Intangible Assets can be used to protect a business and raise money. In addition, structured management of IP can lead to tax benefits and monetary gain.

Placing IP in a tax beneficial regime is not a new concept, however the schemes that are being introduced into the UK will be attractive for many businesses. The new Patent Box together with the existing R&D Tax Credits scheme bring new perspectives on how to realise value from intellectual property. Coller IP and James Cowper are joining forces to run a series of seminars starting in September to introduce new ideas on how businesses can prepare themselves for and benefit from these schemes. Please email jmaguire@collerip.com if you would like further information on these seminars.
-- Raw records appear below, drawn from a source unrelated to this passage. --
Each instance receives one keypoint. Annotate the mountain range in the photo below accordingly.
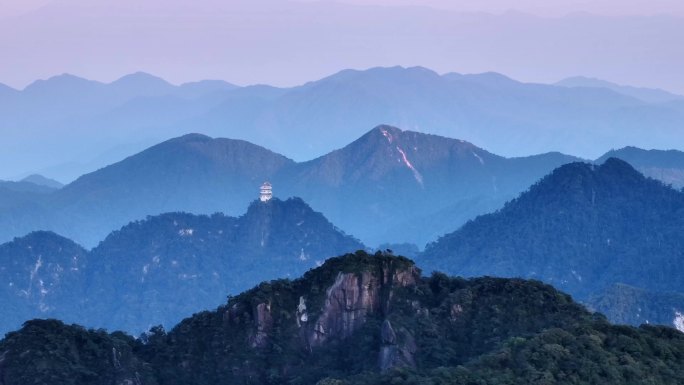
(360, 319)
(87, 124)
(584, 228)
(138, 276)
(387, 186)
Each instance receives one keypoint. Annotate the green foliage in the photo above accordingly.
(582, 229)
(458, 331)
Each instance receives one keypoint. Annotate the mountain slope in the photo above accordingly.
(582, 228)
(630, 305)
(193, 173)
(135, 277)
(361, 319)
(648, 95)
(43, 275)
(505, 116)
(378, 188)
(666, 166)
(394, 177)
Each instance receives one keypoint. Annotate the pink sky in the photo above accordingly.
(285, 43)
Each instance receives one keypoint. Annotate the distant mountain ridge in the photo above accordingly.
(495, 112)
(666, 166)
(377, 188)
(582, 228)
(648, 95)
(133, 279)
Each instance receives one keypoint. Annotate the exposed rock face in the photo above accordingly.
(395, 350)
(264, 324)
(353, 297)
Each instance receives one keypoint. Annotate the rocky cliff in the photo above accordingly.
(360, 319)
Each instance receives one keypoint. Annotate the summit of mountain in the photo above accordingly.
(582, 228)
(664, 165)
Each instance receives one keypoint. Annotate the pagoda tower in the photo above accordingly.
(265, 192)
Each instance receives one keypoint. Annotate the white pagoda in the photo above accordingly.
(266, 192)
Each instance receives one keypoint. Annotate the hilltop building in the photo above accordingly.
(266, 192)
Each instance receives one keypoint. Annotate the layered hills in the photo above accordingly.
(386, 186)
(583, 228)
(138, 276)
(360, 319)
(88, 124)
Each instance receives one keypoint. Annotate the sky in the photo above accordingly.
(286, 43)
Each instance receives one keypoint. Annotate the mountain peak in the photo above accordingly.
(40, 180)
(140, 77)
(61, 83)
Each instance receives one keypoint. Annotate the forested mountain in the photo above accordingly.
(193, 173)
(387, 186)
(666, 166)
(42, 274)
(360, 319)
(630, 305)
(583, 228)
(139, 275)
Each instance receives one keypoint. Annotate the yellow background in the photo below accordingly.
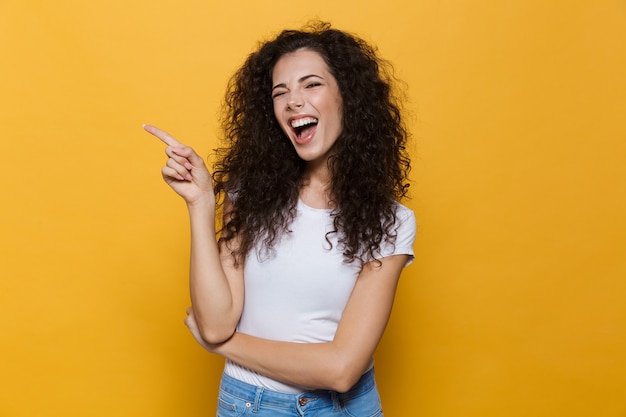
(515, 305)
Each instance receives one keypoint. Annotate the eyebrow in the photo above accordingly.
(301, 80)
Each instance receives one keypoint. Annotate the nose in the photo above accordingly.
(294, 101)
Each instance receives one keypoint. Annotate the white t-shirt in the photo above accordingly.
(297, 293)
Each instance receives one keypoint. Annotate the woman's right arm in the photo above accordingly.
(215, 282)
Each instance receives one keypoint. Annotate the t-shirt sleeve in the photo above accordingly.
(405, 235)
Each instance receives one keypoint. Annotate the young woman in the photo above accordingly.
(298, 289)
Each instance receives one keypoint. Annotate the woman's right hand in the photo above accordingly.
(184, 171)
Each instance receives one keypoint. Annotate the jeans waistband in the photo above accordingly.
(259, 396)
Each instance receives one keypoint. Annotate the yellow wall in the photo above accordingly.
(515, 304)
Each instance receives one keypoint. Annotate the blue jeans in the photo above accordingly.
(238, 399)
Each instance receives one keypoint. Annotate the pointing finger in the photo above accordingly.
(162, 135)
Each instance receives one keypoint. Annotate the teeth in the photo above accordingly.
(303, 121)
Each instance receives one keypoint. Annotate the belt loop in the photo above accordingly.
(335, 397)
(257, 400)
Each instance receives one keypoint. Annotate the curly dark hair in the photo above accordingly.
(369, 165)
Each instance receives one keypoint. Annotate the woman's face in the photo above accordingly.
(307, 103)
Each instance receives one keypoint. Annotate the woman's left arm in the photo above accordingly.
(335, 365)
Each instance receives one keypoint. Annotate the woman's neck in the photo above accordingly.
(315, 190)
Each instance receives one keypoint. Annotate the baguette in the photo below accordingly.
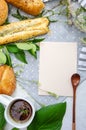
(3, 11)
(23, 30)
(33, 7)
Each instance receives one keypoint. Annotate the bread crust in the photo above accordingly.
(33, 7)
(3, 11)
(7, 80)
(23, 30)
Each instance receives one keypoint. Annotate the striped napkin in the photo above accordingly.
(83, 3)
(82, 59)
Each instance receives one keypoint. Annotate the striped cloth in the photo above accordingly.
(82, 59)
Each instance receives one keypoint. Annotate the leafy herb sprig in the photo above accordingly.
(49, 117)
(18, 49)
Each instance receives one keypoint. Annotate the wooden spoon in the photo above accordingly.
(75, 80)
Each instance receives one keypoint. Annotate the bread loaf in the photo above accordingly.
(3, 11)
(23, 30)
(7, 80)
(33, 7)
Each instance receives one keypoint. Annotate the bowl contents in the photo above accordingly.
(20, 110)
(33, 7)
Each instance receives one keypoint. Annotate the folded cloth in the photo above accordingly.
(82, 59)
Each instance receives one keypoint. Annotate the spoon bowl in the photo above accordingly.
(75, 80)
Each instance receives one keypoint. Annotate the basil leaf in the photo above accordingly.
(12, 48)
(83, 40)
(21, 56)
(15, 129)
(49, 118)
(2, 58)
(2, 119)
(33, 53)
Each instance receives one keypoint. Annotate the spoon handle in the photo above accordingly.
(74, 107)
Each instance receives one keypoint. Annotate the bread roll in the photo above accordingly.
(3, 11)
(33, 7)
(23, 30)
(7, 80)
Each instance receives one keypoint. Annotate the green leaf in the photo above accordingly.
(25, 46)
(2, 119)
(33, 53)
(2, 58)
(12, 48)
(21, 56)
(36, 40)
(49, 118)
(15, 129)
(19, 16)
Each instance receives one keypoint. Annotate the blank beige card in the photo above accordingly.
(58, 61)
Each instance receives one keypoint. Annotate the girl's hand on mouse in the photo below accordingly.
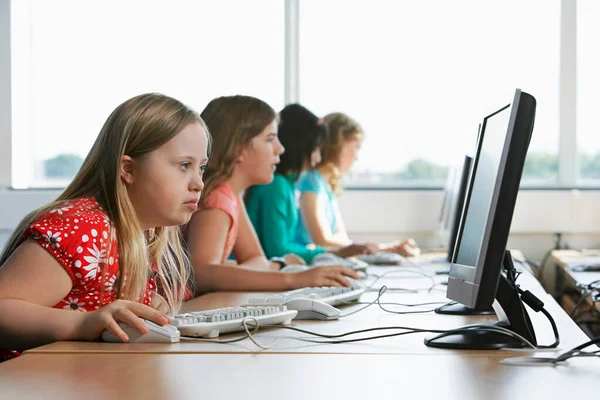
(324, 276)
(159, 303)
(108, 317)
(293, 259)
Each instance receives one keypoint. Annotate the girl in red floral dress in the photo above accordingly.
(95, 255)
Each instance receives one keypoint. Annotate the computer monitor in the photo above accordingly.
(452, 205)
(457, 204)
(475, 278)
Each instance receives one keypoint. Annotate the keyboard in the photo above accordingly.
(382, 258)
(328, 259)
(330, 295)
(211, 323)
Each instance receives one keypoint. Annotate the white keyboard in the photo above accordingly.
(328, 259)
(211, 323)
(382, 258)
(330, 295)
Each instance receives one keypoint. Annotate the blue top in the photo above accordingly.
(274, 213)
(312, 181)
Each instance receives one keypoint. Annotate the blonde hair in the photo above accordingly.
(135, 128)
(233, 122)
(341, 128)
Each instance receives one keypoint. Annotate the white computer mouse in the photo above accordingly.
(294, 268)
(312, 309)
(156, 334)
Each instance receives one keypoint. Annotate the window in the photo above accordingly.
(588, 87)
(420, 75)
(85, 58)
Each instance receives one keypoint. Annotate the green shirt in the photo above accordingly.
(274, 213)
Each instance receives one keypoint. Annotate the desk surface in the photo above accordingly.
(287, 376)
(371, 317)
(387, 368)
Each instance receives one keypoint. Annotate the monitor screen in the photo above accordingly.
(494, 184)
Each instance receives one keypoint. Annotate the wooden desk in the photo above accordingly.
(400, 367)
(368, 318)
(287, 376)
(560, 280)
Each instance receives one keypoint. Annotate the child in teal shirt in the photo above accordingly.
(273, 208)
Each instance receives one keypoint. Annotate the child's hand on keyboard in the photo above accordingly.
(408, 248)
(324, 276)
(293, 259)
(108, 317)
(354, 250)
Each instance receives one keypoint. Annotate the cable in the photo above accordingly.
(573, 353)
(396, 270)
(382, 290)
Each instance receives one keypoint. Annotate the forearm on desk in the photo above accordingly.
(225, 277)
(25, 325)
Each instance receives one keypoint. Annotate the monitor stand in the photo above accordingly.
(459, 309)
(512, 316)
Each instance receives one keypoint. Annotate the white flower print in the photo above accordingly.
(97, 257)
(60, 210)
(108, 285)
(52, 238)
(74, 304)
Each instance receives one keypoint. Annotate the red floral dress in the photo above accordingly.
(76, 235)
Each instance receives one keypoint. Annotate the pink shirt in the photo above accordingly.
(223, 198)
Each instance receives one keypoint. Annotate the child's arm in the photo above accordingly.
(313, 214)
(207, 233)
(31, 282)
(247, 249)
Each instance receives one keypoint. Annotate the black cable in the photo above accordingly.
(410, 331)
(577, 351)
(554, 329)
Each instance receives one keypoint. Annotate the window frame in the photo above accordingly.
(15, 141)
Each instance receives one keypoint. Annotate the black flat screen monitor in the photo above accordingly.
(485, 222)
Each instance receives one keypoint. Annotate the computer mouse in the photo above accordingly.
(312, 309)
(156, 334)
(294, 268)
(382, 258)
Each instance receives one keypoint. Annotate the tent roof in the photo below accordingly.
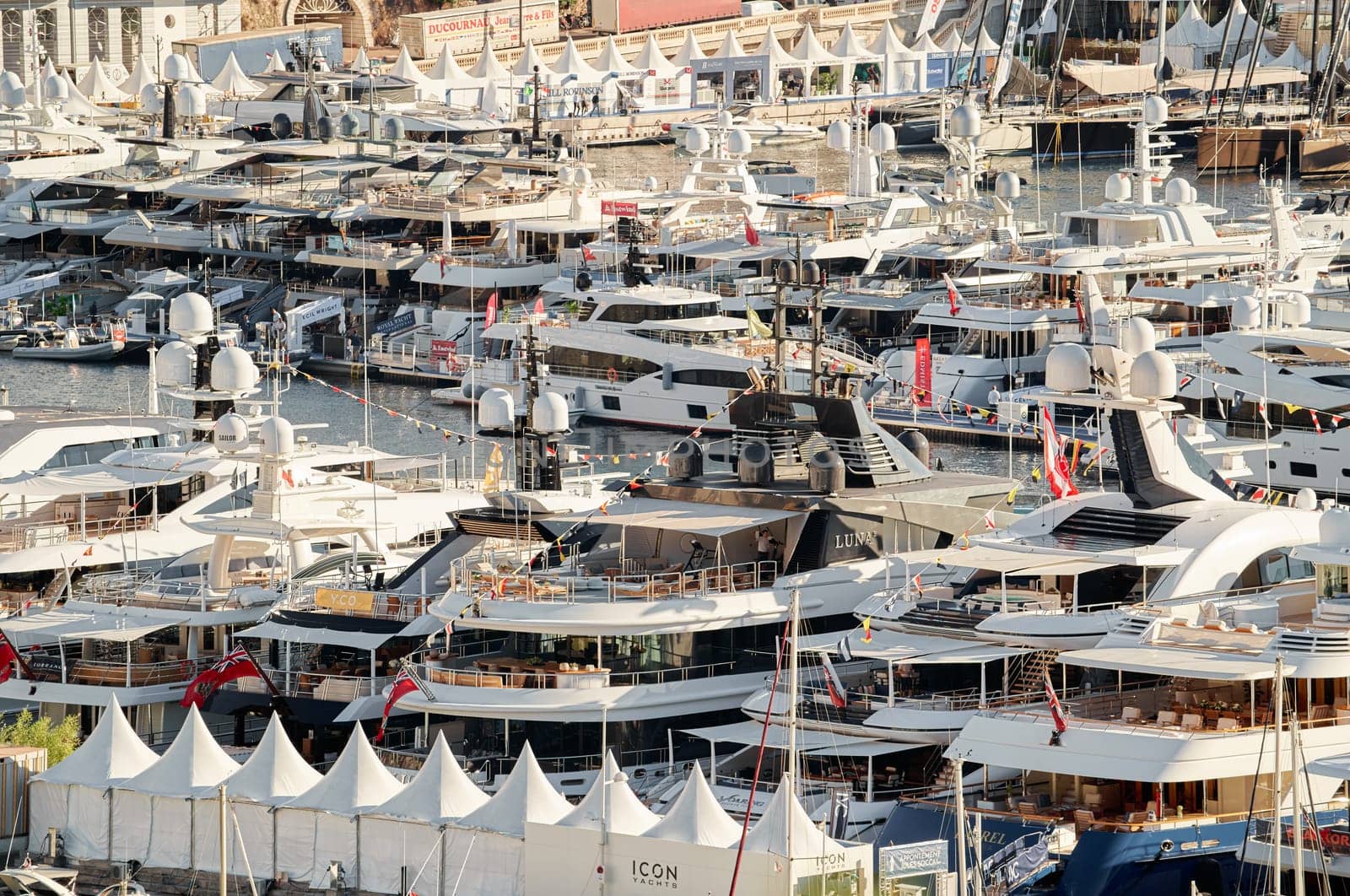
(850, 45)
(357, 781)
(688, 51)
(111, 753)
(440, 792)
(926, 45)
(611, 60)
(489, 67)
(234, 81)
(651, 58)
(783, 812)
(625, 814)
(446, 67)
(405, 69)
(526, 795)
(530, 57)
(809, 47)
(729, 49)
(573, 63)
(276, 772)
(888, 43)
(192, 761)
(98, 85)
(695, 817)
(773, 47)
(139, 77)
In summary the two schemes are:

R&D Tax Credits

To qualify a company must carry out R&D which seeks to achieve an advance in knowledge or capability in a field of science or technology. The R&D must be related to a company's trade – existing or intended – and two regimes apply, one for small companies and one for large:

  • SMEs can claim for 100% of capital expenditure and from 1st April 2012, 225% of revenue expenditure. This means that for every £100 of qualifying costs the SME makes, it can have the income on which it pays corporation tax reduced by £125 in addition to the £100 it spent. A payable cash credit is available if the SME is loss making in the relevant accounting period at a claim rate of 24.75%. This credit can be used to pay for IP fees although sadly IP costs do not qualify for tax credits.

The costs that qualify include staffing costs, software licences relating to R&D, consumables including utilities, externally provided workers (new rules) and subcontracted R&D (for which there is a 65% restriction).

  • Large companies can claim 100% of capital expenditure and from 1st April 2012, 130% of revenue expenditure.

Patent Box

Royal Assent for the Patent Box is anticipated in August 2012 with legislation coming into force in April 2013. There are a number of eligibility criteria to qualify for the Patent Box, in that the company must own intellectual property rights through patents or exclusive licensing agreements, have performed development activity in relation to those rights, be actively managing the IPR and have received income which is deemed relevant to the IPR held by the company.

Companies that qualify will receive a 10% corporation tax rate (introduced on a graduated scale) on net profits attributed to patents, whether the income arises within the UK or worldwide.

There are a number of practicalities to take into account when choosing to elect into the Patent Box and other IP schemes. A company's IP strategy therefore needs to look at the strategic options available and take account of the various monetary benefits.

The content of this article is intended to provide a general guide to the subject matter. Specialist advice should be sought about your specific circumstances.